Dikkate alınmayan gündelik deneyim parçalarının birbirleriyle kurdukları bağdan damıtılan “anlam” şimdiyi yaratıyor; yeni bilgi ve deneyimler eklendikçe veya elendikçe dönüşüp değişiyor. Parçalar arasında örülen ağlar görünmüyor, fısıldıyorlar. Rüyada, rastlantıda, bilinç dışının sızabildiği mekanlarda inceden işitiliyorlar. Kolektif üretim ve düşünme alanı yaratmak üzere Arzu Arbak tarafından tasarlanan ve beş aylık süreci kapsayan “Düş Haritaları”nda sanatçılar görsel sanatlardan, edebiyattan, felsefeden, sinemadan, müzikten alıntılanan parçaları ve bu parçalar arasındaki ilişkiselliği kullanarak bir harita kurguladılar.
Birbiri içine geçen birbirini çağıran veya birbirini iten tüm bu parçalar ile kurgulanan düş / düşünce haritası ve harita eşliğinde yapılan konuşmalar işlerin ortaya çıkmasına aracılık etti.
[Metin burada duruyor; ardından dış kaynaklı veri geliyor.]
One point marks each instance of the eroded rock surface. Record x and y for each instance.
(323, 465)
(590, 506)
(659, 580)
Aslıhan, bakışı şaşırtan, her bakışta yeni bir ayrıntının yakalandığı, birbirini yankılayan, daha önce de aynı yerden geçildiği izlenimi yaratan yeni labirentler yaratıyor.
Birbirine koşut zamansallıkların ağlarını örüyor. Kuş bakışıyla labirent, hatları birbirine geçmiş bir yüze benzer. Yüz sanki boşluk tarafından yutuluyor gibidir. Aylin’in fotoğraflarındaki bulanıklaşmış, silinmeye başlamış yüzler, artık kanıt olmaktan çok uzak; bilinmezliğin getirdiği tekinsizliği yankılıyor. Boşluk “yüz”de anlamını buluyor. Tekinsiz bir yolculukta önce “İçsel Uzay”ı keşfetmek, bedenin tüm hisslerini devreye sokmak gerekir.
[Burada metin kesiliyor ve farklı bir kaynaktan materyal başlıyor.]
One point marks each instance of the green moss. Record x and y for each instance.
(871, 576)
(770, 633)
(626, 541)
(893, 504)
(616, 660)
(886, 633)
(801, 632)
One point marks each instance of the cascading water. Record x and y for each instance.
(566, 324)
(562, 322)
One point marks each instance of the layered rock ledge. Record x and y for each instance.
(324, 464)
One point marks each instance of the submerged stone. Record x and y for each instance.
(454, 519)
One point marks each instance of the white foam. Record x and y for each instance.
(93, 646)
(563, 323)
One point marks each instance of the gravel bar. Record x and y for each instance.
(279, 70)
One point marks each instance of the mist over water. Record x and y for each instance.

Meryem’in, foto-performanslarında çevresiyle girdiği diyalog ve keşfettiği yeni lisan, dünya tanımlarının lineer katılığından uzak; kıvrılıyor, esniyor. Labirentte kaçış çizgileri yaratıyor. Her yol ayrımı, her eşik, yolcu için yüzleşme ve dönüşümü zorunlu kılar. Öznur’un fotoğraf ve elinin jestinin bir aradalığından doğan melez yaklaşımları, labirentteki eşik-mekanları tasvir ediyor ve barındırdığı zenginliği gözler önüne seriyor. Kristalin yansıyıp kırılan olasılıklarını, renk değişimlerini bir metafor olarak kullanan Suzan, tarihe farklı perspektiflerden bakmayı öneriyor. Ve labirente kristal bir katman ekliyor.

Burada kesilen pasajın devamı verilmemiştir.